Proposed mechanisms of T/UDCA inhibition of apoptosis. T/UDCA negatively modulates the mitochondrial pathway by inhibiting Bax translocation, ROS formation, cytochrome c release, and caspase-3 activation. T/UDCA protects against mitochondrial membrane permeabilization and decreased ΔΨm, which reduces ROS production and apoptosis. T/UDCA can also interfere with the death receptor pathway, inhibiting caspase-3 activation. Moreover, T/UDCA inhibits apoptosis associated with ER stress by modulating intracellular calcium levels and inhibiting calpain and caspase-12 activation. Importantly, T/UDCA interacts with NSR, leading to NSR/hsp90 dissociation and nuclear translocation of the T/UDCA/NSR complex. Once in the nucleus, T/UDCA reduces apoptosis by modulating the E2F-1/p53/Bax pathway, inhibiting MDM2/p53 association, decreasing BAX, PUMA and NOXA expression, reducing p53 transactivation and DNA binding activity, and increasing p53 degradation. Finally, T/UDCA downregulates cyclin D1 and Apaf-1, further inhibiting the mitochondrial apoptotic cascade. Abbreviations: Cyt c, cytochrome c; Hsp90, heat shock protein 90; T/UDCA, tauroursodeoxycholic/ursodeoxycholic acid. Reprinted with permission from Amaral et al, 2009.

Figure 2

TUDCA protects striatal mitochondria exposed to 3-NP in vivo. Top left: TUDCA rats exhibit normal striatal mitochondrial size and shape, with intact membrane structure. Bottom left: Enlarged view of TUDCA inset. Top center: Chronic (28 day) 3-NP administration results in abnormal mitochondria.

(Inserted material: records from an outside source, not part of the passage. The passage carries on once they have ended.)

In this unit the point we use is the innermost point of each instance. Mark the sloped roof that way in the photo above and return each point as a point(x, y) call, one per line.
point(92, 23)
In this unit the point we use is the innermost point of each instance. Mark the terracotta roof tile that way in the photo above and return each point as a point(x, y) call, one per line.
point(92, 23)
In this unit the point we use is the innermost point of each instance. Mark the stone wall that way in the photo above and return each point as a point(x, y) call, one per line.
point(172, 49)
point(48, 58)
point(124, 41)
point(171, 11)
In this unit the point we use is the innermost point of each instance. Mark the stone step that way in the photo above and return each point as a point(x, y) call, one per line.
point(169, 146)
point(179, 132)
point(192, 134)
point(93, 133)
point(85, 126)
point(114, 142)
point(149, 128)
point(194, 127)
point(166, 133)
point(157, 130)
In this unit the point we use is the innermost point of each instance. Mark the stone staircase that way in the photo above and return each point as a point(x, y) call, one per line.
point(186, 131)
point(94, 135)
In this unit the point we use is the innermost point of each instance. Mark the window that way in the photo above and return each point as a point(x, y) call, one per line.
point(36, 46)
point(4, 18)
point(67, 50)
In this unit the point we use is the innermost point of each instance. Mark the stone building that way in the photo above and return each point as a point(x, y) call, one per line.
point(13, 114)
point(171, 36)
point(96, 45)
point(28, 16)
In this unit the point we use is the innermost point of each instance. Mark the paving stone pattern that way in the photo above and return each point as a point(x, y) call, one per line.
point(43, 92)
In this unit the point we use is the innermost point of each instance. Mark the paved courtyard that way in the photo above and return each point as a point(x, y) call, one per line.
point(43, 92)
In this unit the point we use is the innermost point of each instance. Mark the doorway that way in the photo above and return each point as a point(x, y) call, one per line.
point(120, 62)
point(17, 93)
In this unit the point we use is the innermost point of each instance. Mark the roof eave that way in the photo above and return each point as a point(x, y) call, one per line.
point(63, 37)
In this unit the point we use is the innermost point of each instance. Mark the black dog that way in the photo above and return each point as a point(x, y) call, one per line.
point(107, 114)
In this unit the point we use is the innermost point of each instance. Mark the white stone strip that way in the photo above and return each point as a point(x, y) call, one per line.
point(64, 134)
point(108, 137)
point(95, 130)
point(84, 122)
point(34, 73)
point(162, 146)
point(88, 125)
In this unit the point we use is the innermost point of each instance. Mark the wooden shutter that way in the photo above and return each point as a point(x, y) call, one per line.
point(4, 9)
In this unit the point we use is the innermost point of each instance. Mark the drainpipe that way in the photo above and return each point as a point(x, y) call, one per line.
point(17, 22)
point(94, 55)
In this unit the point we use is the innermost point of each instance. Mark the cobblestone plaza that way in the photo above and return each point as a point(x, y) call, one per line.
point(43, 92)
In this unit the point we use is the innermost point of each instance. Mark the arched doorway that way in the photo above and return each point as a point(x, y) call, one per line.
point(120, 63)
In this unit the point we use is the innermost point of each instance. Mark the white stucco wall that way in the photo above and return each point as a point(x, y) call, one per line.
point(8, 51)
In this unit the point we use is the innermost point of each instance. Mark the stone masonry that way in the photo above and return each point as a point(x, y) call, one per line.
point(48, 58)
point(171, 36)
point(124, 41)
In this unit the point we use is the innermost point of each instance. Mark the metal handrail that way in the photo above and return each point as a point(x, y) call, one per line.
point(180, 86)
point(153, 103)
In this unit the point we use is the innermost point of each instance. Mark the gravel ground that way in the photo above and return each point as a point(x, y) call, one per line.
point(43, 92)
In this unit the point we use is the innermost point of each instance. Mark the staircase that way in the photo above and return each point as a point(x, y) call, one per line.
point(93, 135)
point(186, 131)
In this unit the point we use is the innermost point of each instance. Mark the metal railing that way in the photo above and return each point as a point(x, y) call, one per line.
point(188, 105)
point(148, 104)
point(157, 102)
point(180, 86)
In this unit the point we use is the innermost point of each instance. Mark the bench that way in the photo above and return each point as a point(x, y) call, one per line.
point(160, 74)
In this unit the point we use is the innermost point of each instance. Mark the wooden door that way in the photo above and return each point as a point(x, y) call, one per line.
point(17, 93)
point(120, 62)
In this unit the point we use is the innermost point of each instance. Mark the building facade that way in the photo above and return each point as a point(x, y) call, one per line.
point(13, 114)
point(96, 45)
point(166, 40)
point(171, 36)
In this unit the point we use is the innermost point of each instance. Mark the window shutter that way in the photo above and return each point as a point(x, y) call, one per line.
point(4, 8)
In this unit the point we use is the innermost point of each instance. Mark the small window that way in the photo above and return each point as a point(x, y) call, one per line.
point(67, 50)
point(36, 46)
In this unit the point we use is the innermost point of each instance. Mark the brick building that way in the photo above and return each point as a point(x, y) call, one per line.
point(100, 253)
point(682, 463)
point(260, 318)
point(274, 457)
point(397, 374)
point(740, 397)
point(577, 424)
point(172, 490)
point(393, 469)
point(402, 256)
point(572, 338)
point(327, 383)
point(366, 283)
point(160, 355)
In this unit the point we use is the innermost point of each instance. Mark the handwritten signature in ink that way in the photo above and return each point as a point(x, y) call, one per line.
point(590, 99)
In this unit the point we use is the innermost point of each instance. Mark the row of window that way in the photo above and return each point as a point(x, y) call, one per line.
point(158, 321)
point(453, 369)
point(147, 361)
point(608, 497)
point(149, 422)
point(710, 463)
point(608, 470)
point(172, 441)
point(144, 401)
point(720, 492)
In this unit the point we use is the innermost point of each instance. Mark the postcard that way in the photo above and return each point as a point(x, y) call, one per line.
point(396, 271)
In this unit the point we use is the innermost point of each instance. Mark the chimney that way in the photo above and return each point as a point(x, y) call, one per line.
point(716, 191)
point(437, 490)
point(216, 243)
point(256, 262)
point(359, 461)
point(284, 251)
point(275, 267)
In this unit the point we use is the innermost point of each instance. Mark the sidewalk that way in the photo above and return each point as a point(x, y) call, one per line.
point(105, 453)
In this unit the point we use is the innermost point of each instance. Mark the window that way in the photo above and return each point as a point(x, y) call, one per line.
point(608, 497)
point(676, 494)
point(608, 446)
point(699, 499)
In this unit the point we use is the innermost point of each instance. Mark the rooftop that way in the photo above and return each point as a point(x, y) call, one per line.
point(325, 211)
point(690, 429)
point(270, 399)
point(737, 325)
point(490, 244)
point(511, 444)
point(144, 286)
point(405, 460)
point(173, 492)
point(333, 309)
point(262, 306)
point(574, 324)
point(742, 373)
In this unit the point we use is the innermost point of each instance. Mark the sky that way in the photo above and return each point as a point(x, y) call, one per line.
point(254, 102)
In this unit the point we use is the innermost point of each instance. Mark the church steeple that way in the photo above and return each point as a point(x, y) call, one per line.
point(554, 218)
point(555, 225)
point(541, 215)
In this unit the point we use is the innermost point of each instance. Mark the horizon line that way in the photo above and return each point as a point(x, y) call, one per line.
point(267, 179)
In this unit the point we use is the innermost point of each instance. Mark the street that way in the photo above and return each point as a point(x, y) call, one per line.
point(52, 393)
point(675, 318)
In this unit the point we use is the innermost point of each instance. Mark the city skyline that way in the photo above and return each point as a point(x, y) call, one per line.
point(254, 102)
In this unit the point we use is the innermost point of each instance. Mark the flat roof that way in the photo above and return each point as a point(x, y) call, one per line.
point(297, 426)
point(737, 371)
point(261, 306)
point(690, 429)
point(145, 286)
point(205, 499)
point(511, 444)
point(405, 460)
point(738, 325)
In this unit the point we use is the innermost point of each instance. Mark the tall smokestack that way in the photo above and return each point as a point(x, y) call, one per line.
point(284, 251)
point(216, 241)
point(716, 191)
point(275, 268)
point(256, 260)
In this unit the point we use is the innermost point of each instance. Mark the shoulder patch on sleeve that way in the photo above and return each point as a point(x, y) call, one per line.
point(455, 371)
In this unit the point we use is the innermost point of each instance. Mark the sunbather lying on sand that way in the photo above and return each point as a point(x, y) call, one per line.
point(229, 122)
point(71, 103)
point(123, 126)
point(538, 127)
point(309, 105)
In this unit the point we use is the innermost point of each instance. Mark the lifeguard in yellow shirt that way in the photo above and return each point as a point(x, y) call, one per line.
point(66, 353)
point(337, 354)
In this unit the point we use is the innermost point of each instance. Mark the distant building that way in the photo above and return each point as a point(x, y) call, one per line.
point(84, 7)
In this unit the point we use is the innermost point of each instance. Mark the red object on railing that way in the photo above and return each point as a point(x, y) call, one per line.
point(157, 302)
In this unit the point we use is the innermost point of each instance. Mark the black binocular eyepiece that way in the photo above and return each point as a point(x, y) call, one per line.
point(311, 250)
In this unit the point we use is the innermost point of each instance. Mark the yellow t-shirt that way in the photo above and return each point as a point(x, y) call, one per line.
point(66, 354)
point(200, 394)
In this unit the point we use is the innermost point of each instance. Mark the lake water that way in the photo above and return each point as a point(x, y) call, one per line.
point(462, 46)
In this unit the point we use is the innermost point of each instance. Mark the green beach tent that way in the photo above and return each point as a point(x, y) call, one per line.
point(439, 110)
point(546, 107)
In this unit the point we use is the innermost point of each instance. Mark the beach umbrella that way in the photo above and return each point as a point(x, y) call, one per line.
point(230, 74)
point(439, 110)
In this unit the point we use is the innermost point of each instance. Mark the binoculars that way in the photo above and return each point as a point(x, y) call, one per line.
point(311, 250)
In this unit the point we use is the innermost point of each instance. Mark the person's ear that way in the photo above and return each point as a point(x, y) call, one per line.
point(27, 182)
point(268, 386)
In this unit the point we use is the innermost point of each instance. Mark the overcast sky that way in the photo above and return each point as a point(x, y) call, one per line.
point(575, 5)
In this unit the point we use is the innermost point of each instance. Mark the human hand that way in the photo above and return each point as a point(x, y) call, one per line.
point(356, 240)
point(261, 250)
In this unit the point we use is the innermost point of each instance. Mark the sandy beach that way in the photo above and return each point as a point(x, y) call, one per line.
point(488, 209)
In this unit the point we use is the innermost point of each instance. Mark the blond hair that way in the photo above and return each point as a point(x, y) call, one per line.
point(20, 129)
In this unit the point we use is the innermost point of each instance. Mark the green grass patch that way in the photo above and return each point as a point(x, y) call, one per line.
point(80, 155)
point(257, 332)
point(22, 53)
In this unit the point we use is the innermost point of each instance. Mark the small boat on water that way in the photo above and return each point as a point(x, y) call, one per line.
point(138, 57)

Framed mitochondrion at the same magnification shows dramatic swelling, structural alterations, and loss of membrane integrity. Bottom center: Enlarged view of 3-NP inset. Top right: TUDCA protects mitochondria chronically exposed to 3-NP, as evidenced by normal mitochondrial size, shape, and structure. Bottom right: Enlarged view of 3-NP + TUDCA inset. Magnification is the same for all images. Scale bar, 1 μm. Reprinted with permission from Keene et al, 2001.

Figure 3

Effect of TUDCA on rd10 mouse retinal morphology. Representative micrographs stained with toluidine blue showing significant preservation of photoreceptor nuclei in the outer nuclear layer (ONL) in TUDCA-treated eyes (top panel, right) compared with vehicle-treated eyes (top panel, left). Counts of photoreceptor nuclei were significantly greater in eyes with TUDCA treatment compared to vehicle only. Combined inner segment (IS) and outer segment (OS) length was similarly preserved, with no change in thickness of inner nuclear layer (INL) or ganglion cell layer (GCL). Fluorescence microscopy using a B-2A long pass emission fluorescence filter allows further observation of the preservation of photoreceptor IS and OS present in TUDCA-treated (bottom panel, right) vs vehicle-treated (bottom panel, left) retinal sections. TUNEL-positive nuclei (green/yellow signal) are seen to be abundant in vehicle-treated sections, but are rare in TUDCA-treated sections. TUDCA treatment provided significant preservation of photoreceptor nuclei number in the ONL. Treatment had no discernable effect on the INL or GCL. Reprinted with permission from Boatright et al, 2006.